Von 1909 bis 1937 gehörte die Pirskenbaude mit der Hausnummer 325 zu Kaiserswalde. 1937 erfolgte eine Umgliederung und das Flurstück mit der Baude, das bis dato zu Kaiserswalde gehörte, kam nun zu Kunnersdorf. In der Folge wurde im Sommer 1937 eine Fahrstraße von Kunnersdorf (abzweigend von der Bezirksstraße Schluckenau-Zeidler) zur Baude angelegt.

Die Baude war früher beliebtes Ausflugsziel für die umliegenden Gemeinden, 1933 erfolgte der Anbau einer verglasten Veranda, so daß insgesamt 200 Gäste unterkommen konnten.

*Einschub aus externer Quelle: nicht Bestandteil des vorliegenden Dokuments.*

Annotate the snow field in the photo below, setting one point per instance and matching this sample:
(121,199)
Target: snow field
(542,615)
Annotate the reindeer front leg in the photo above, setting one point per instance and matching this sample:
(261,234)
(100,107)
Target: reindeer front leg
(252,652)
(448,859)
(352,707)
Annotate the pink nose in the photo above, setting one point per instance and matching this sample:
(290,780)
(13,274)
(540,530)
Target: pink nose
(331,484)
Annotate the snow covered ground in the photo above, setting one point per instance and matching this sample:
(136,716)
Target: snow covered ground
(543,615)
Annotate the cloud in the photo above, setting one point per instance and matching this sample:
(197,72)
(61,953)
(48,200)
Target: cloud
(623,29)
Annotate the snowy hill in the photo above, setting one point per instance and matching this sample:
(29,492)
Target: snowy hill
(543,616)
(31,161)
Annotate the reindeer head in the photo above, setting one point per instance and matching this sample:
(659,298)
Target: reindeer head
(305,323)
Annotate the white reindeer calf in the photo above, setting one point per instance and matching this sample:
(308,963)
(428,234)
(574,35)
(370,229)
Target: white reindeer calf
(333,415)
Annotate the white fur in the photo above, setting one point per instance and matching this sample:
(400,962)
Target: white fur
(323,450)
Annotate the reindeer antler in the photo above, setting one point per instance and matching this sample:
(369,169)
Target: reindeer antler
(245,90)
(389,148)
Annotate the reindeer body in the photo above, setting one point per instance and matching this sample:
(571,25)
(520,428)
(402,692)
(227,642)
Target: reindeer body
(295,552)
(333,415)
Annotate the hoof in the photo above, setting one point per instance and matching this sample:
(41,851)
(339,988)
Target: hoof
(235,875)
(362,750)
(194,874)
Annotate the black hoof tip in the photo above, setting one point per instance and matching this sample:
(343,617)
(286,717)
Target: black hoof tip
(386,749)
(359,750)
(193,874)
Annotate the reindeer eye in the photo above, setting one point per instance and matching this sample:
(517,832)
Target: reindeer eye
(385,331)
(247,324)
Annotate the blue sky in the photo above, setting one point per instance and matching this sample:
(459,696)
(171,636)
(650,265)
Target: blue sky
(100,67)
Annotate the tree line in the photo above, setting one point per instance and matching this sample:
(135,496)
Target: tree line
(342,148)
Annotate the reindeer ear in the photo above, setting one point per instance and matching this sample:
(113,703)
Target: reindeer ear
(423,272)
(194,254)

Wilhelm Pfeifer „Niederlandhefte -Schriftenreihe des Bundes der Niederländer“ S.48/50 – HEFT 9 – 1977
Karl Richter „Geschichte des Niederlandes“ 1960

Heute

Císařský (deutsch Kaiserswalde) ist ein Ortsteil der Stadt Schluckenau.

Pirschkenbaude

Mittlerweile ist nicht mehr viel von der Pirschkenbaude übrig, nachdem das Gebäude bis weit in die Nachkriegszeit noch als Betriebsferienheim genutzt wurde.
Auch der Pirschken selber bietet heute nur an seiner Flanke mit der Ochsensteinaussicht einen beschränkten Rundblick in Richtung Schluckenau. Hier findet sich auch das Bienert-Kreuz.